The id/locator split solution which we have been looking at attempts to hide this situation at one particular locus in the network (somewhere between the end host and the first provider edge), rather than solving it generally. It would presumably leave the traffic engineering problem in the core using the existing routing based techniques.

In essence, unlike today's network, where the internet layer uses reasonably uniform routing techniques throughout and crafts traffic engineering/multihoming solutions from the same tools everywhere, the network would be partitioned, with the edge and core using different techniques to achieve the required traffic engineering.

Observation 4: Adopting multiple different solutions to the multihoming/traffic enginering problems at different places in the network is likely to lead to interactions between the solutions.

One area of interaction that I can see is the need to extract information from inner headers in core routers to correctly execute ECMP and other classification schemes if a form of encapsulation is used. This will increase the processing and memory bandwidth burden on core routers, particularly during the transition.

Observation 5: Disguising a problem rather than solving it will likely lead to needing a more complex solution in the future.

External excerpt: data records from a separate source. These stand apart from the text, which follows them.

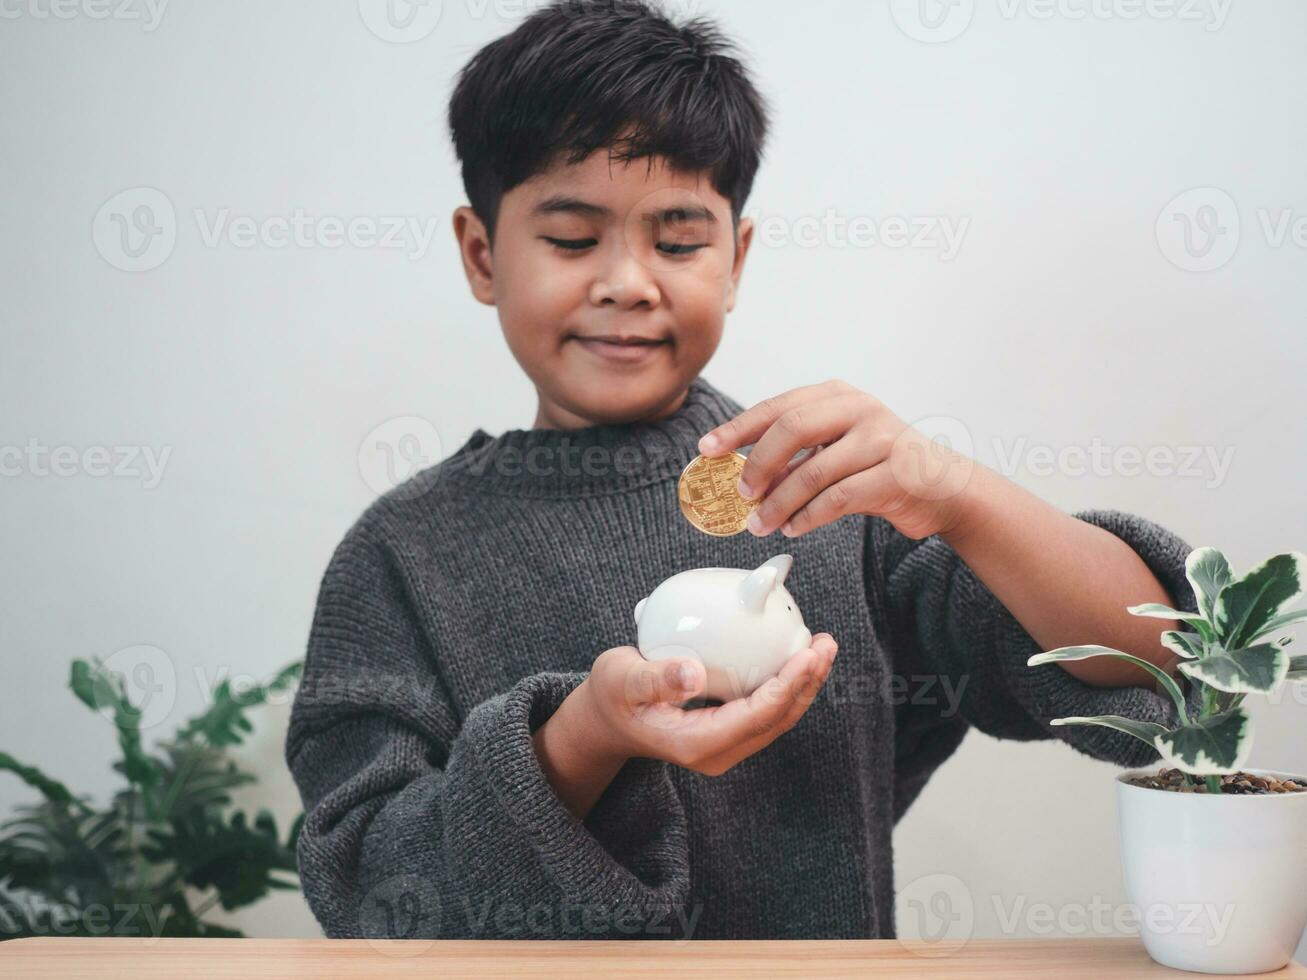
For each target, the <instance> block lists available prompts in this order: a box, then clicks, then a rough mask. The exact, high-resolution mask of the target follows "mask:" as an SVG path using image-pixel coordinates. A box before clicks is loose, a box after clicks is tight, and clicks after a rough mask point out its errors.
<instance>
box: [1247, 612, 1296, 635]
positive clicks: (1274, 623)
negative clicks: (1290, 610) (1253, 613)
mask: <svg viewBox="0 0 1307 980" xmlns="http://www.w3.org/2000/svg"><path fill="white" fill-rule="evenodd" d="M1298 623H1307V609H1294V610H1293V612H1291V613H1281V614H1280V615H1277V617H1276V618H1274V619H1272V621H1270V622H1269V623H1266V625H1265V626H1263V627H1261V629H1260V630H1257V635H1256V636H1253V638H1252V639H1255V640H1260V639H1261V638H1263V636H1269V635H1270V634H1273V632H1276V631H1277V630H1285V629H1287V627H1290V626H1297V625H1298Z"/></svg>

There is a significant risk that network growth and increases in core connectivity will lead to the routing table size problem reasserting itself due to the use of complex traffic engineering. The problem would thus be postponed rather than solved, and the result might be the need to combine solutions rather than using a common one.

Conclusion:
===========
Whilst it is highly likely that the id/loc split is a good idea, we shouldn't assume that it is a panacea for the multiple path problem. A uniform routing solution which manages the existence of multiple paths may well constrain the growth of the routing tables better than multiple partial solutions and provide a solution to the multihoming aspects of the core and edge problems.

In the longer term we need to look at the assumptions of the network model we are using and determine if we can modify them to make the multiple path problem more tractable.